Es ist ein unheimliches Gefühl, etwas Diffuses, das wir nicht richtig greifen können. Ein starkes, höchst unangenehmes Gefühl. Angst. Sie ist ein wichtiges Alarmsignal, das uns warnen und schützen soll. Aber was ist, wenn Angst krank macht?

Die Biochemie der Angst

Ganz sachlich betrachtet, laufen im Hintergrund des Angstgefühls Aktionen und Reaktionen in unserem Körper ab, deren Ergebnis wird als Angst wahrnehmen. Mit unseren Sinnen nehmen wir eine Gefahr oder Bedrohung wahr. Diese Information gelangt ins Gehirn und löst unbewusst, also nicht steuerbar, eine Kette von Reaktionen aus. Die Nebennieren schütten Stresshormone aus und es passiert, was wir als Angst fühlen können: Atmung und Puls werden beschleunigt, der Blutdruck steigt, die Muskeln sind angespannt, die Pupillen geweitet, die Sinne sind geschärft. Wir sind in Alarmbereitschaft, bereit zu kämpfen oder zu fliehen. Die beiden naheliegenden Strategien bei Gefahr.

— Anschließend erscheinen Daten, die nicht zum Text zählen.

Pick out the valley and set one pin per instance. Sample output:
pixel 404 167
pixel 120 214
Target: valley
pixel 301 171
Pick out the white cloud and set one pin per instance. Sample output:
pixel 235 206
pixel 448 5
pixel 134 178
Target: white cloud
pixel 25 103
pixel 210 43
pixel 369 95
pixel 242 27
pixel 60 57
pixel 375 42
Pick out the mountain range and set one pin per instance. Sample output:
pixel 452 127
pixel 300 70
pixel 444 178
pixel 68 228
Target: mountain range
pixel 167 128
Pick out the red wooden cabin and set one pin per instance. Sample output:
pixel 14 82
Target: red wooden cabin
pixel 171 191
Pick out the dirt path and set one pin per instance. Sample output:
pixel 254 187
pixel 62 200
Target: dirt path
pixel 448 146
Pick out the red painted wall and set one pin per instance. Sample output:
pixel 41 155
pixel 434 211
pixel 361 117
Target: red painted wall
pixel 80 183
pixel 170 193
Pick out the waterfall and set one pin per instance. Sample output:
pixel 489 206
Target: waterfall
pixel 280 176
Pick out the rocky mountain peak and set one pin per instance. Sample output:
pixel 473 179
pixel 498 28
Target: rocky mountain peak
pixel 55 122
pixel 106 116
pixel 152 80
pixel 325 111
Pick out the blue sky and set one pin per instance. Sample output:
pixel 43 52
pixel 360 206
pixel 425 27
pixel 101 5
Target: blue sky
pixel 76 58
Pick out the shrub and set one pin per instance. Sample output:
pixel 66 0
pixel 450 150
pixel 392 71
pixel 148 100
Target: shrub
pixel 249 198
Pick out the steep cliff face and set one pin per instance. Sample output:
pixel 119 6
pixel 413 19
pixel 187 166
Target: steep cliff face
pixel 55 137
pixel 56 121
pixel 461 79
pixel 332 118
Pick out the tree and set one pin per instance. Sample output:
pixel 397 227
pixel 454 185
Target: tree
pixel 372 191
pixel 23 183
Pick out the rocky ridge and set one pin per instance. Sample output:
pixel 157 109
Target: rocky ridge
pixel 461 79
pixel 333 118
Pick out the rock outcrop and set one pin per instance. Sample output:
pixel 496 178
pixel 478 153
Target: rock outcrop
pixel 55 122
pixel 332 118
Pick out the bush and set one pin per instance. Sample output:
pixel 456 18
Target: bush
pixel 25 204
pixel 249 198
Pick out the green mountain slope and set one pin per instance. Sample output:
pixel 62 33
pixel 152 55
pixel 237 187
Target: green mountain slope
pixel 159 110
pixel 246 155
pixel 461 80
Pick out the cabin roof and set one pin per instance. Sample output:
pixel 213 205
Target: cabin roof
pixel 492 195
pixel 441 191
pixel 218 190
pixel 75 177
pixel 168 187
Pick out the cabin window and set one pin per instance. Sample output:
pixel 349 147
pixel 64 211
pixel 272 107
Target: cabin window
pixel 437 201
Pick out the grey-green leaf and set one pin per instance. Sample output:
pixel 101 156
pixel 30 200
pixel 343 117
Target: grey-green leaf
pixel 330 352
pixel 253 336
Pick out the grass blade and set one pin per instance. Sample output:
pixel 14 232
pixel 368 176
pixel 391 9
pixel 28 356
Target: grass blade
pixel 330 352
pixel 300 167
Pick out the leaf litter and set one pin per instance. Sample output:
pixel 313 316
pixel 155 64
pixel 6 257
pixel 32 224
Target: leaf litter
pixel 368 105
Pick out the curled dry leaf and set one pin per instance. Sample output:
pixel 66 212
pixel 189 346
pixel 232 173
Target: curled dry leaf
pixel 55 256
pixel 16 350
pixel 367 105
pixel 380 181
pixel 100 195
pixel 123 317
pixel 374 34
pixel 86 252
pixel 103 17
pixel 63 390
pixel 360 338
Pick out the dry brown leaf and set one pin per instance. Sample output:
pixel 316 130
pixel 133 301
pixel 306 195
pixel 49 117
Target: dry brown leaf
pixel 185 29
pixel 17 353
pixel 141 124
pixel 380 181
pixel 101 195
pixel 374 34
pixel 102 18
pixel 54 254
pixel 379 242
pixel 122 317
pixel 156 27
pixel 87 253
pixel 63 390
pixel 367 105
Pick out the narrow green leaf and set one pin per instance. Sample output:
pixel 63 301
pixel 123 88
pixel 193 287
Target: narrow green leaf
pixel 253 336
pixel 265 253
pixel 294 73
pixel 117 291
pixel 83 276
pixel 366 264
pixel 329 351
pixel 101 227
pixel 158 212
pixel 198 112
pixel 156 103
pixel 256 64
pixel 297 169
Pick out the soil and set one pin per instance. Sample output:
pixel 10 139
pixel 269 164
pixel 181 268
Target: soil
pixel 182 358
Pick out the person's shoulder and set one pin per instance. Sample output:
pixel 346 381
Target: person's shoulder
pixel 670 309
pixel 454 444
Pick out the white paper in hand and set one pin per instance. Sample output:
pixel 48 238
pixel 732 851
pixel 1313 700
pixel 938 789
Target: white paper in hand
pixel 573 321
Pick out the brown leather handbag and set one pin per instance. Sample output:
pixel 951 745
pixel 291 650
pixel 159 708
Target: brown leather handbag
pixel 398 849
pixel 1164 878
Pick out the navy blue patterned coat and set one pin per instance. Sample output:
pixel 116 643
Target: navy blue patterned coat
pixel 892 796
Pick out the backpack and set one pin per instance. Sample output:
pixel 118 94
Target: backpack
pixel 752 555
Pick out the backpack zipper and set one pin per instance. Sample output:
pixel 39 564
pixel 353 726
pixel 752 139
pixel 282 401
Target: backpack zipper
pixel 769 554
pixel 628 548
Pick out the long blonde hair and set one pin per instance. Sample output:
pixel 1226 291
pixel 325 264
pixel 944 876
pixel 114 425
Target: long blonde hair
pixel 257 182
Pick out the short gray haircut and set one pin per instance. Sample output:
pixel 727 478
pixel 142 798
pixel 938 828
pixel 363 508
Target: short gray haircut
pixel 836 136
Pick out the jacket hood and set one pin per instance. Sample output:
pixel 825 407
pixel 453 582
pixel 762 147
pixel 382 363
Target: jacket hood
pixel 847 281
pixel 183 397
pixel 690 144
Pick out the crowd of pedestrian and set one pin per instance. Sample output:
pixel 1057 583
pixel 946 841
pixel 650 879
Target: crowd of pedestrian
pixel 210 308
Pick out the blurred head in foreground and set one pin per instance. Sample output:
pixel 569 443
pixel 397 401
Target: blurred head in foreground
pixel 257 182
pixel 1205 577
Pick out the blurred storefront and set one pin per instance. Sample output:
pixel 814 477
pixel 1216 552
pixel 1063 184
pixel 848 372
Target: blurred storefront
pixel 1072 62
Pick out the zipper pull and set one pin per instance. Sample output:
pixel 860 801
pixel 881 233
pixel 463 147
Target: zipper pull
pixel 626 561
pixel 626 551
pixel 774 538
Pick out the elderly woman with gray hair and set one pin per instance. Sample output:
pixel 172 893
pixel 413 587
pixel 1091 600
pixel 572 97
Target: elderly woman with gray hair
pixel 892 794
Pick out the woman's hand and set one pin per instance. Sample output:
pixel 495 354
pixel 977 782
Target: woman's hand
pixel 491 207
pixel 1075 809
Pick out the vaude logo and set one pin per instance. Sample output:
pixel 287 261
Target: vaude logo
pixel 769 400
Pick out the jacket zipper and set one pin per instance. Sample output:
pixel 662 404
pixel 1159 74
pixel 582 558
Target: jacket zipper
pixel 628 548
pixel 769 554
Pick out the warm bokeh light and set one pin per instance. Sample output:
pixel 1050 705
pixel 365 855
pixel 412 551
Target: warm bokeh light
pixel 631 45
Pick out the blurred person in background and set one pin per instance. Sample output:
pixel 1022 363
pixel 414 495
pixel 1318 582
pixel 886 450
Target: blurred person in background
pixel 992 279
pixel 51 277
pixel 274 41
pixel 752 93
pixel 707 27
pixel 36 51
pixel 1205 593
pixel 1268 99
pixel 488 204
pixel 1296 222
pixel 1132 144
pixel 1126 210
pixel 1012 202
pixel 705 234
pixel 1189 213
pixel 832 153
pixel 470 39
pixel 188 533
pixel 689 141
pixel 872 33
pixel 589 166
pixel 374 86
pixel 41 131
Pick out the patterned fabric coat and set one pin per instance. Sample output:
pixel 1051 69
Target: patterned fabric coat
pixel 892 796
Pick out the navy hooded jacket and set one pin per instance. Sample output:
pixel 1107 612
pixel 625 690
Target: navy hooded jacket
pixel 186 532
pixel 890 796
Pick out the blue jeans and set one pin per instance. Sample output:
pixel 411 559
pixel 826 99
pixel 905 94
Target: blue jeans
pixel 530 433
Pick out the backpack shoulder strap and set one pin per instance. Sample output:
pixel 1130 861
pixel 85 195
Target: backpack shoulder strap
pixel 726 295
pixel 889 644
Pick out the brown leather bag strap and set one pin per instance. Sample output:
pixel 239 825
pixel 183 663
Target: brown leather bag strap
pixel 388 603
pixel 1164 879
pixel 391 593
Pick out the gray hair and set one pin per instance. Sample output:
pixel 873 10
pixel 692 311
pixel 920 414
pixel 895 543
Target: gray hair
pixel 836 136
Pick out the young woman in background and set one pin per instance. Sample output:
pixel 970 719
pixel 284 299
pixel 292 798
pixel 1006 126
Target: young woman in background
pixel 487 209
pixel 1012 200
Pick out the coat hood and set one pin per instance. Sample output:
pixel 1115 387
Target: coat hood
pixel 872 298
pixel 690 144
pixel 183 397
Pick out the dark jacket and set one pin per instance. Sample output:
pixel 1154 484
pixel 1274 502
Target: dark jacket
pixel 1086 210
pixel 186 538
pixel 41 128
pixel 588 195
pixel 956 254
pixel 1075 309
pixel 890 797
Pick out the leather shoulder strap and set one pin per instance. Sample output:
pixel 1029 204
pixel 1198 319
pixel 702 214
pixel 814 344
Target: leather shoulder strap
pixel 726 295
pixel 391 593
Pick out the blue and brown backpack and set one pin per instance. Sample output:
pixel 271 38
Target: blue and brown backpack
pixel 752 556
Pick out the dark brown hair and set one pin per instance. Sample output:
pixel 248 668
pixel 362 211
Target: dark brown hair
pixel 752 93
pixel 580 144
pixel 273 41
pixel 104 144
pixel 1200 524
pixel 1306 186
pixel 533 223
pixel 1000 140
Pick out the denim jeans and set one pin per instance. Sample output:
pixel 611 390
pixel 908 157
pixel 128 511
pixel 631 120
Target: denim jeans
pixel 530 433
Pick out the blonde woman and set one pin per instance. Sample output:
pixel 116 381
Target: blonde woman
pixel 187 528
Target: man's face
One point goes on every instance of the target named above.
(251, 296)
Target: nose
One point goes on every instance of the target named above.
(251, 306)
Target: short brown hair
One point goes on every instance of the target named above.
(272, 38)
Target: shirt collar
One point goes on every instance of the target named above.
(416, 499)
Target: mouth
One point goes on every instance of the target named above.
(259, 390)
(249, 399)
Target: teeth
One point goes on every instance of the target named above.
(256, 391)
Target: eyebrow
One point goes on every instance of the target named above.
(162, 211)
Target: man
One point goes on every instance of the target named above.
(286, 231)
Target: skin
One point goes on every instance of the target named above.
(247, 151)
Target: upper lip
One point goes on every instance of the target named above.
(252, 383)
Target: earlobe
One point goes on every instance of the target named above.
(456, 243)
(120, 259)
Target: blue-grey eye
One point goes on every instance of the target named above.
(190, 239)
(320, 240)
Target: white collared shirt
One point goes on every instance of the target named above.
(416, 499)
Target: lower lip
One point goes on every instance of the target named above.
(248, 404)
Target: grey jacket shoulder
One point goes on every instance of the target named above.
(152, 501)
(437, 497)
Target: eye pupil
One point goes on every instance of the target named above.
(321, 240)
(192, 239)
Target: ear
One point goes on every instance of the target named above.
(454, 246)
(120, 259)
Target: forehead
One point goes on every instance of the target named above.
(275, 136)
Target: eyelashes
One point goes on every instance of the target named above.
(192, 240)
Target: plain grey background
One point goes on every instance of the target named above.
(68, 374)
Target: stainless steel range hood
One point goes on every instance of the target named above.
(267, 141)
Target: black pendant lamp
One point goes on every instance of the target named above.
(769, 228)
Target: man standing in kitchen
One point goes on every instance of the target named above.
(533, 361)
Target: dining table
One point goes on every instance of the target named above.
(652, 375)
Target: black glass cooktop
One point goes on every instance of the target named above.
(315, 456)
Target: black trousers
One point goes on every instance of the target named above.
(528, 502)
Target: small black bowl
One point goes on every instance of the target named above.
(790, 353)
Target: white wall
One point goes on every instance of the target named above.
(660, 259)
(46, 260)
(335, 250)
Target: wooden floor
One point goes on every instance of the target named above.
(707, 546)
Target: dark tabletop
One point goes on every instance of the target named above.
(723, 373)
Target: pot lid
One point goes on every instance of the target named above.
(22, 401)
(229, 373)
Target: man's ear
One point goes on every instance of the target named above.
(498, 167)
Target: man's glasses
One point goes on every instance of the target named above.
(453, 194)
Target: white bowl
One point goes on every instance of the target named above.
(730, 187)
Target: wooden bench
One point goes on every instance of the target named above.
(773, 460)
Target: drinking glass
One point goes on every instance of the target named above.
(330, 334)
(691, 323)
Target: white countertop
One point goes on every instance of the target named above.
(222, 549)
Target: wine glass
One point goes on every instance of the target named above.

Alarmsignal mit Schutzfunktion

Wenn wir der Evolutionsgeschichte des Menschen einige 10.000 Jahre zurückgehen, bekommt Angst ein ganz anderes, positives Gesicht. Angst war damals lebenswichtig. Hätten unsere Vorfahren bei einem Angriff durch ein Tier oder bei Bedrohung des Nachwuchses keine Angst empfunden, hätten sie nicht überlebt. Sie diente als wichtiges Warnsignal, die Reaktion darauf war Flucht oder Angriff. In der Steinzeit war die Zahl der Angstauslöser noch ziemlich überschaubar. In unserer heutigen Zeit sind wir regelrecht überflutet mit Reizen, die Ängste auslösen können.

Die vielen Gesichter der Angst

Während sich die meisten Menschen noch vor 100 Jahren im Großen und Ganzen insbesondere vor zwei Dingen fürchteten – Hunger und Krieg – so gibt es heute eine Vielzahl von potentiellen Angstauslösern, mit denen wir auch stets durch die Medien konfrontiert werden. Wer sich einmal pro Tag über das weltpolitische Geschehen informiert, hat bereits viele Gründe Angst zu haben. Hinzu kommen für jeden Einzelnen ganz individuelle Ängste: Existenzängste, Verlustängste, Versagensängste. Außerdem natürlich die Klassiker: Höhenangst, Flugangst, Angst vor Menschenansammlungen, etc.

Die ständige Reizüberflutung, der wir ausgesetzt sind, lässt unser Nervenkostüm oft überdrehen. Nur wer im Gleichgewicht ist und psychisch stabil, ein gutes Selbstbewusstsein und Selbstwertgefühl hat, ist widerstandsfähig gegen Ängste. Doch andauernder Stress und die Hektik des Alltags haben natürlich Auswirkungen auf unsere Psyche. Die wenigsten Menschen sind ständig ausgeglichen und stabil. Und Unausgeglichenheit und Unsicherheit führen häufig zur Ausbildung von Angst.

Die krankhafte Seite

Zunächst ist es nicht schlimm, über einen gewissen Zeitraum von einer bestimmten Angst überfallen zu werden. Wenn sich das Nervenkostüm wieder beruhigen kann, durch gezielte Auszeiten und genug Erholung, verschwindet die Angst auch wieder. Wenn Angstzustände allerdings anhalten und sich Angst zeigt ohne konkrete Auslöser, spricht von einer Angststörung. Häufig ist so eine Angststörung begleitet von Panikattacken. Angststörungen und Panikattacken schränken die Lebensqualität der Betroffenen derart ein, dass sie nicht mehr an ihrem geregelten Leben teilnehmen können. Und spätestens dann ist ein Gang zum Arzt oder Psychologen dringend ratsam. Auch Psychologen, die man online und anonym kontaktieren kann, wie bei Instahelp, sind eine hilfreiche Stütze im Kampf gegen die Angst. Denn niemand sollte sie als ständigen Begleiter in seinem Leben haben.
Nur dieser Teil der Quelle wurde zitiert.